During the filming of the American film classic Oh Brother Where Art Thou? Mississippi locations were, according to Joel Coen, “greener than Ireland, an intense emerald green” completely at odds with the brothers’ desired look for the finished film. They used digital techniques to take the green out.
In Census data on population trends, it is clear that Mississippi policymakers should try hard to put the green back by expanding opportunities as much as possible.
Peering at the map of population trends by county above, it’s noticeable that the majority of “green” counties in the South cluster in three states: Florida, Tennessee, and Texas. These also happen to be the three states without a state income tax. Is it coincidental that these states have a lot of not just green but “intense emerald green” counties? Mississippi lawmakers passed major tax reform in 2022- a promising step but obviously Florida, Tennessee, and Texas remain ahead in the game.
Taking the lens back a decade, the picture for Mississippi is also concerning:
Mississippi didn’t rapidly shrink during this period, but it also one of the few states that didn’t grow. Taking the trip back further in time, Mississippi had about 2% of the American population in 1900. In 2020 it was below 1%. This speaks to a long-term migration trend.
In the map below, dark green signifies public school enrollment loss during the pandemic instead of a positive trend in the maps above. No one has darker green than Mississippi, and enrollment did not snap back the following school year. Like everywhere else Mississippi students took quite an academic hit during the COVID-19 disruption.
A few years ago, an uber driver in Western Michigan told me that he moved out of Detroit looking to improve his life. “I’m thinking about moving to Texas though,” he said “I hear that is the land of opportunity.” The Census Bureau data regarding population trends by county show that he was far from alone in drawing this conclusion. This is the sort of reputation that Mississippi can cultivate, and education has a part to play.
This picture above was taken from a micro-school in Florida and captures the sort of opportunities provided by pluralistic K-12 policies. These opportunities are not just for students and families, but also for teachers. Florida lawmakers have supported a variety of strong policies allowing teachers to create their own schools since the 1990s. Ron Matus explained the photograph:
The instructor, Alexa Altamura, adds a dash of math (slice the onion into cubes), a drop of geography (the pink salt is from the Himalayas), a pinch of global trade (tomatoes are originally from Mexico). She folds in a smidgen of anatomy (the role of muscles in chopping), a morsel of chemistry (steam, reduction, the Maillard reaction), a hint of marketing (that stamp in the cheese wax isn’t there by accident). There’s a little history scattered in (the recipe calls for pancetta because ancient Italians used cows for work, not food). And, incredibly, a lick of biology (a pivot into pasta varieties yields mention of black pasta, colored by the ink that squid disperse to escape predators.)

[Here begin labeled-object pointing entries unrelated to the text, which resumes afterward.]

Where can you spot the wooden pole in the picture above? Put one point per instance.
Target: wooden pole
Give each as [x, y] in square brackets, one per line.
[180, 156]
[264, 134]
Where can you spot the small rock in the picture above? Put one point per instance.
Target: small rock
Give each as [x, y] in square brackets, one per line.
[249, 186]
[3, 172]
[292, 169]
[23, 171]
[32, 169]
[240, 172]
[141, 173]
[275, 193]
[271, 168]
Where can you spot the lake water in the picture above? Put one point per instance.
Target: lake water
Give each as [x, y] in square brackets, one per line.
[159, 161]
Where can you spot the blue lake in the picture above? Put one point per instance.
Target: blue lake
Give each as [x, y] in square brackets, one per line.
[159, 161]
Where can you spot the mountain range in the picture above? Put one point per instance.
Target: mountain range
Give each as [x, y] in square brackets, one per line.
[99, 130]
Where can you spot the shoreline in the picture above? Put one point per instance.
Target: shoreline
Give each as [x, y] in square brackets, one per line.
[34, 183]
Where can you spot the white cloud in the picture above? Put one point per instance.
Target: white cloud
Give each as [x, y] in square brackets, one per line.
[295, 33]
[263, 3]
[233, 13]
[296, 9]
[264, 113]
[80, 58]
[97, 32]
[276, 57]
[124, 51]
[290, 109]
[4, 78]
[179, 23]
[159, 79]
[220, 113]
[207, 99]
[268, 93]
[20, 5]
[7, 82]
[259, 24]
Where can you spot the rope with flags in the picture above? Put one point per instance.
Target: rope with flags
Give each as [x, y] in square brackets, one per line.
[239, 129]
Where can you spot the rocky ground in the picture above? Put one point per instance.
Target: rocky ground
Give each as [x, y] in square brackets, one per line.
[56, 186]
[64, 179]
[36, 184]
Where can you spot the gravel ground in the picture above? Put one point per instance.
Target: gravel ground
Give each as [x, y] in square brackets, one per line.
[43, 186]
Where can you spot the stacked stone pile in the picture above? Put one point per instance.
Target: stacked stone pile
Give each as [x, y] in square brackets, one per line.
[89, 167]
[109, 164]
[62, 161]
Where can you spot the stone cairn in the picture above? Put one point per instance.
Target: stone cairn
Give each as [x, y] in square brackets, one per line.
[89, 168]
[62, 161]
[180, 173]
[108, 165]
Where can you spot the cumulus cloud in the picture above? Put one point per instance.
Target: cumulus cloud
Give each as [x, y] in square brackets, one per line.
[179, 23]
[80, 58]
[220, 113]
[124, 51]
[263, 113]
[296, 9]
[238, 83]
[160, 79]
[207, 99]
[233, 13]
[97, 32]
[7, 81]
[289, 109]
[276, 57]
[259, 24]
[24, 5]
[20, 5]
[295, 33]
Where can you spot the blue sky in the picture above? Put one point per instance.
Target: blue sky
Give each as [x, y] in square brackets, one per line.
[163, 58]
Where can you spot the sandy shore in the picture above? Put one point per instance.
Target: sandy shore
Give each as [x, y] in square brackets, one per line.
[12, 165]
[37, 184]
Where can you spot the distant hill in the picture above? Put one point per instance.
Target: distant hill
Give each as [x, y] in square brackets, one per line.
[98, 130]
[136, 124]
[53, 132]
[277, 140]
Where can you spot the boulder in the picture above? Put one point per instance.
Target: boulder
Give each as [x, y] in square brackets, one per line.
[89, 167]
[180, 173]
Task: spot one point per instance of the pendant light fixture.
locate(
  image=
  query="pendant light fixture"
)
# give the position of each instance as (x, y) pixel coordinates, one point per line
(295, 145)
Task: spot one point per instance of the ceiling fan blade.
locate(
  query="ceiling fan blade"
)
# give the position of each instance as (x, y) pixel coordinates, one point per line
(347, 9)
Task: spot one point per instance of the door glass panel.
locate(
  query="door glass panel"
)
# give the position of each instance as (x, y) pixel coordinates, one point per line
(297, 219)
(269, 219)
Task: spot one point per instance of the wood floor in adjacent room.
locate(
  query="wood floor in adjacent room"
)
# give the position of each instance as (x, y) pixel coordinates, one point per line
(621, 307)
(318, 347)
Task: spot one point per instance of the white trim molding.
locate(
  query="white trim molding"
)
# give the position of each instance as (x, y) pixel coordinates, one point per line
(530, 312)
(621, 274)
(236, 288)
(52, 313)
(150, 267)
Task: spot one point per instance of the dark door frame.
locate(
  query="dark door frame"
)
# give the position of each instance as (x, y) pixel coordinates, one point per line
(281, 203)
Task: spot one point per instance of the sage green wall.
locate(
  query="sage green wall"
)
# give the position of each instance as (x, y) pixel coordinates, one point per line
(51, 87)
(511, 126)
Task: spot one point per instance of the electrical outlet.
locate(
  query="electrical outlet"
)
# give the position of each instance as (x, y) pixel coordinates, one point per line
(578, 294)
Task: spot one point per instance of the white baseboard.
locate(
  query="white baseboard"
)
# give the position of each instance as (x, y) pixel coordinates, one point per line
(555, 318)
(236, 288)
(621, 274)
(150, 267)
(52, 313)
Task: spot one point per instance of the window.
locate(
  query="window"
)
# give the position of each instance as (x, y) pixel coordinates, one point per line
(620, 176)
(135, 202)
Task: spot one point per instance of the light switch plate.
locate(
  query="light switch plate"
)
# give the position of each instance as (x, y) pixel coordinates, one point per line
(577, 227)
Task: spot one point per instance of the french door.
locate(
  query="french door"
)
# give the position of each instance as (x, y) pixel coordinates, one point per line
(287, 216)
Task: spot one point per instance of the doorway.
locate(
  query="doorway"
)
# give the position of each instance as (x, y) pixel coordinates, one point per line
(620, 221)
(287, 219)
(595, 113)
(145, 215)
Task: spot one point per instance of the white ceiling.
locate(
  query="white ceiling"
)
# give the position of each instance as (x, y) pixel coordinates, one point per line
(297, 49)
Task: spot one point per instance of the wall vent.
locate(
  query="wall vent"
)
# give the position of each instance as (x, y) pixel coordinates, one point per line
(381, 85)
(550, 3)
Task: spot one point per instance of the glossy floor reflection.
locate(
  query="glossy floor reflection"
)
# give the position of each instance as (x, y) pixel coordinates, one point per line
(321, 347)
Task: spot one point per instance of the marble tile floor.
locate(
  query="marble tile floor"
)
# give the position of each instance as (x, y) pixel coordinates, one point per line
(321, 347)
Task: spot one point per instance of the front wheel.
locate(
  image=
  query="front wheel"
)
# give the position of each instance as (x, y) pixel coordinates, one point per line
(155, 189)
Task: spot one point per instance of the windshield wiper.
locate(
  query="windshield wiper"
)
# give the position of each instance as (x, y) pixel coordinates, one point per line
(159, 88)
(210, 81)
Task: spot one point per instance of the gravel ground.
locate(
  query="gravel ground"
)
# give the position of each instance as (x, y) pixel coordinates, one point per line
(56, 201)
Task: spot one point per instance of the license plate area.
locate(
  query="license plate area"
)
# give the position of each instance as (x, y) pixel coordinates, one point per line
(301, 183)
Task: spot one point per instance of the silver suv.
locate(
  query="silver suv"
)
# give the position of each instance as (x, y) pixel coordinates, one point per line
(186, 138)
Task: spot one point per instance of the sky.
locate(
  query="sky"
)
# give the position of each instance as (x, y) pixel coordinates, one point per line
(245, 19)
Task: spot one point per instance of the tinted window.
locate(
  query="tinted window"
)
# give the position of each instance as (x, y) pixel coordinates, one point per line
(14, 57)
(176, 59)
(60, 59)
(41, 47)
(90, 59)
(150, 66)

If it looks like the kids and their teacher are all having a blast, it is because they were in fact having a blast. Do you think Altamura had problems getting her students to get back to school? Variety is the spice of life, and if Mississippi had more of it in K-12, you’d have schools to which students would feel anxious to return. Mississippi has educators who could amaze us with their own vision of a high-quality education. What Mississippi students and teachers need is the opportunity to flourish.